But standards organizations cannot force the rest of us to support these features in our actual software implementations of the standards. So let’s opt to never do that, where reasonably practical.
Sophie suggested that seeds and semi-expanded keys should be two different OIDS (in PKCS8 parlance). That’s a good compromise for systems that, for whatever stupid reason, can’t commit to only permitting seeds as the private key format for post-quantum cryptography.
If you’re writing software the expects a seed and you get a semi-expanded private key, that should return an error to the user. Even if the seed is included somewhere, don’t ever be helpful by failing open. Coerce the behavior you want to see in the world.
If you’re, instead, writing software that expects a semi-expanded private key? Regardless of what the user provides you, you’re doing it wrong and should rethink your life decisions.
A Few Closing Remarks
I wrote this blog post in an airport after a 2 hour layover became a 26 hour layover due to a missed connection. If something is less clear about this than my usual fare, it’s probably because of that.
Note that I used the terms “private key” and “secret key” interchangeably here today. In fact, they’re basically synonyms that can be used interchangeably, generally!

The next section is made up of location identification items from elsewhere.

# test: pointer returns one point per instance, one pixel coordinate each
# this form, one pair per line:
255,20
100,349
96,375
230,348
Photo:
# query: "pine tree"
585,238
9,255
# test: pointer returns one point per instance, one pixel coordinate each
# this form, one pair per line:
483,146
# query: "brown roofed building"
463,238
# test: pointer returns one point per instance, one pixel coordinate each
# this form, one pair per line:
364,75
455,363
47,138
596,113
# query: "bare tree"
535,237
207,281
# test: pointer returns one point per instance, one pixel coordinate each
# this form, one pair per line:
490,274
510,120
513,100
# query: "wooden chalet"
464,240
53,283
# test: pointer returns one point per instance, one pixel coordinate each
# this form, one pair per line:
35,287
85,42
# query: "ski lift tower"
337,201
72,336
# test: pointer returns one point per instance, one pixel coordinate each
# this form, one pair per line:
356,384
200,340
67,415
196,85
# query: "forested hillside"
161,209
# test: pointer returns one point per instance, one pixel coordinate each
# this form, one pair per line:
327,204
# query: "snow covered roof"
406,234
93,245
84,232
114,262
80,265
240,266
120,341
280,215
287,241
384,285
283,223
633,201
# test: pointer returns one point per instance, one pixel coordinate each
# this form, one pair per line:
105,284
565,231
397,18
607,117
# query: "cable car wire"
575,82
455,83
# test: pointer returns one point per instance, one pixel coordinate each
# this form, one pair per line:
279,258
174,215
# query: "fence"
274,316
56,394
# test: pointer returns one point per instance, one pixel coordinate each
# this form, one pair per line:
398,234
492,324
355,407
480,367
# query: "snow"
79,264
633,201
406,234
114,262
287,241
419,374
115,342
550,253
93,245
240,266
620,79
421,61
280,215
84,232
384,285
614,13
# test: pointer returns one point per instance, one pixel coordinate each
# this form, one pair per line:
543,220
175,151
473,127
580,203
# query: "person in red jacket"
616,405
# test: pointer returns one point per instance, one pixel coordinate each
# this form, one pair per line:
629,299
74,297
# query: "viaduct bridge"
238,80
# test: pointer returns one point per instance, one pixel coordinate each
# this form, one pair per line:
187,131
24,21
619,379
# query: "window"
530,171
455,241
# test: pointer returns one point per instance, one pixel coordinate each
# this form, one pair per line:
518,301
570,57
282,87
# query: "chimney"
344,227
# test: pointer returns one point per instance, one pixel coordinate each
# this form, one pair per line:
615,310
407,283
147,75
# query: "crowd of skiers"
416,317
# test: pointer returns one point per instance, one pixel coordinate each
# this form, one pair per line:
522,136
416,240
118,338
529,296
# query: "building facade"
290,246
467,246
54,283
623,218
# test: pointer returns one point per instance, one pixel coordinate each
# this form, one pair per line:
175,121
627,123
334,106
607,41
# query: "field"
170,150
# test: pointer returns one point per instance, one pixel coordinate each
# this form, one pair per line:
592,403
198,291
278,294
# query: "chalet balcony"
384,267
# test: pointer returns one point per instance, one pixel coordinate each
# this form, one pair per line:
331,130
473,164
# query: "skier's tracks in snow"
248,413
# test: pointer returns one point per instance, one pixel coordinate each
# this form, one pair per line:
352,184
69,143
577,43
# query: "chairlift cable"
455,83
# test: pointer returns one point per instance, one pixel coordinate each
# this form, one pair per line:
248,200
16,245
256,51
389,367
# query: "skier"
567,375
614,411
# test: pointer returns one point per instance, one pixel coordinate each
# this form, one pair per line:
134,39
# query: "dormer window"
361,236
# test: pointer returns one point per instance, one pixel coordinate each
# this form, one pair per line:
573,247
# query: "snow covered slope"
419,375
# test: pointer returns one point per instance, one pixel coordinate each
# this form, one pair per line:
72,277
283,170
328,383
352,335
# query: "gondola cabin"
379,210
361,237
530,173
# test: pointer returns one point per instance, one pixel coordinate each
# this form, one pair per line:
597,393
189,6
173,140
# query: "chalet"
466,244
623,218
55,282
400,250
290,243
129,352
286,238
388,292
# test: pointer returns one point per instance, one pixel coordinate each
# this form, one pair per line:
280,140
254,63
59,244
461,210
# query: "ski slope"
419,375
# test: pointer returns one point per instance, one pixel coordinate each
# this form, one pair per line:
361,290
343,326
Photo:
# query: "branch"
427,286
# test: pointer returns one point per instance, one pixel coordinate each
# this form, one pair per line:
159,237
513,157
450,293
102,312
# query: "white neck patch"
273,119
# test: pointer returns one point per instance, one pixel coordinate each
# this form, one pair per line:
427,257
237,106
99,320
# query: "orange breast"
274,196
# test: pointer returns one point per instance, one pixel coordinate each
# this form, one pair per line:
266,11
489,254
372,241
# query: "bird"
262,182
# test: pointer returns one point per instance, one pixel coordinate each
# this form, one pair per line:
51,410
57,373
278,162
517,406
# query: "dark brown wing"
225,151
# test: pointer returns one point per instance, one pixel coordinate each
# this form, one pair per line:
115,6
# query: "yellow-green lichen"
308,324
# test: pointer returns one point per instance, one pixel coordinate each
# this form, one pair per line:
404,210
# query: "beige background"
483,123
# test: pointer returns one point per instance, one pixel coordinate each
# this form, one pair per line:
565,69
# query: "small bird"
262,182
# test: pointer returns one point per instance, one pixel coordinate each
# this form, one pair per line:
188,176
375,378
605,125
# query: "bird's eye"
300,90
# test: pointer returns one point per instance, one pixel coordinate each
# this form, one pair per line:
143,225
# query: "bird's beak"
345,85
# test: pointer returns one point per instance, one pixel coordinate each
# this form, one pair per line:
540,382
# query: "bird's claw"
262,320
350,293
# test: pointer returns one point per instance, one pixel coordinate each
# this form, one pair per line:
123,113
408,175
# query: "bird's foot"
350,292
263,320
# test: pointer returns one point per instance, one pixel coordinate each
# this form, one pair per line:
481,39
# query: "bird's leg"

That said, I almost always prefer “secret key”, for a couple of reasons:
- “Privacy is not secrecy,” as Eric Hughes noted in A Cypherpunk’s Manifesto (1993), “A private matter is something one doesn’t want the whole world to know, but a secret matter is something one doesn’t want anybody to know. Privacy is the power to selectively reveal oneself to the world.”
- In most cases, you want secrecy for your key material, not privacy.
- Ironically, the output of a KEM is called a “shared secret” which is better thought of as a “private” key, from Hughes’ delineation.
- “Secret key” can be abbreviated as “SK” while the other component (public key) becomes “PK”, which makes for handy notation.
- Private/Public both start with “P”, which makes this less friendly.
However, other discussions about this topic talked about “private key” formats, and I didn’t want anyone to feel like they missed something. You didn’t!
Many cryptographers have gone on to say “encapsulation key” / “decapsulation key” for KEMs and “signing key” / “verifying key” for signatures to sidestep the “private” vs “secret” confusion. I applaud this, but that doesn’t help when PKCS8 rears its ugly head.